PORTLAND -- Rescuers on Monday reached the three snowshoers who got lost on Mt. Hood over the weekend and led them safely back to the arms of family members eagerly waiting at the trailhead.
It took several hours to get Mark Kelsey, Margarita Estrada and Deborah Shindler off the mountain, since they had ventured quite a distance from the White River Sno-Park, where they had started their snowshoe trek on Saturday. (Map above, right shows where they were found.)
Physically, they were just fine. But Estrada said the experience really strained her emotionally. The three friends had gone on the snowshoeing trip as a special way to celebrate her birthday and after they got lost, Margarita worried that she might never see her family again.

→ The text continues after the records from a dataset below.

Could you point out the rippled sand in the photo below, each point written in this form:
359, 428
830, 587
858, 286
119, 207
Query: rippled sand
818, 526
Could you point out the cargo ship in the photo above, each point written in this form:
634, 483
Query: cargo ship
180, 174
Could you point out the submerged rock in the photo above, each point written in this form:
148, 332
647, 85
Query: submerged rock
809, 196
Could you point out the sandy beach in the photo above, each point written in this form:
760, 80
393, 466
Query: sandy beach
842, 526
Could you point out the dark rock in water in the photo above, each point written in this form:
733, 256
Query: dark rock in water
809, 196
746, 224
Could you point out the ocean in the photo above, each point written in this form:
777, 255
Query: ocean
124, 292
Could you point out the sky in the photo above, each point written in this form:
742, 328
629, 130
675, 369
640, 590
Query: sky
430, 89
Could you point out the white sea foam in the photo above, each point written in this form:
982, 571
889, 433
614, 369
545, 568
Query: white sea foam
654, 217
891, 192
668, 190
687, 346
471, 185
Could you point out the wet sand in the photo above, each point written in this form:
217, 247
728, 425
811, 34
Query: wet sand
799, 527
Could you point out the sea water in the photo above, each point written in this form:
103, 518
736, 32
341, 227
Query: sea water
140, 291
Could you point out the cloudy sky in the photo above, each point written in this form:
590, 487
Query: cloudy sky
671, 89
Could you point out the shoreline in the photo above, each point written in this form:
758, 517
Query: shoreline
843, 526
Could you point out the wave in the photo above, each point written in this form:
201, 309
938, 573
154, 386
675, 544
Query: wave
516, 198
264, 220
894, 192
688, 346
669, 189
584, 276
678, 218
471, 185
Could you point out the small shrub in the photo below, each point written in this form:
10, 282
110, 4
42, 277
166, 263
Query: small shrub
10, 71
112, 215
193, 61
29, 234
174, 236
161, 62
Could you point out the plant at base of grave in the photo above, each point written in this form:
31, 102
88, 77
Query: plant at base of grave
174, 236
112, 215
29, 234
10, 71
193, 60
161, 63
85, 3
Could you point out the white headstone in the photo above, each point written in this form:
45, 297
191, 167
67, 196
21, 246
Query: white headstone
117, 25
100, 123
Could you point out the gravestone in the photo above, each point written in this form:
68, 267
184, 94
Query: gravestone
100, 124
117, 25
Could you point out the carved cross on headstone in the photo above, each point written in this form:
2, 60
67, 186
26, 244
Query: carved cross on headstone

"I am very thankful for the rescue team to be here. They are like angels that came in and saved us," Estrada said through tears. "Now I just want to go home and be with my boys for Christmas."
Kelsey, Estrada and Shindler had planned to spend the night in a mountain cabin, but never found the road leading into it. They managed to call 911 for help from a cell phone on Sunday, after already spending one night in a shelter they built from debris. They said they had food and sleeping bags with them but were almost out of supplies.
All three of the snowshoers were experienced, especially Kelsey. He has summitted Mt. Hood hundreds of times and also worked with Portland Mountain Rescue in the past.
"The irony of all this is that I put in 18 years in with [Portland] Mountain Rescue and now I get to deal with the fact that mountain rescue has rescued me," Kelsey said with a smile Monday.
Rescuers searched areas northwest of the snow park Sunday, until they had to suspend operations due to poor weather and darkness. The trio's cell phone signal was traced, but authorities were not able to get any additional calls through.
Monday morning, about 20 searchers on snow cats and skis were checking areas near the White River drainage when they found the three friends around 11 a.m., according to detective Matt English with the Hood River Sheriff's Office.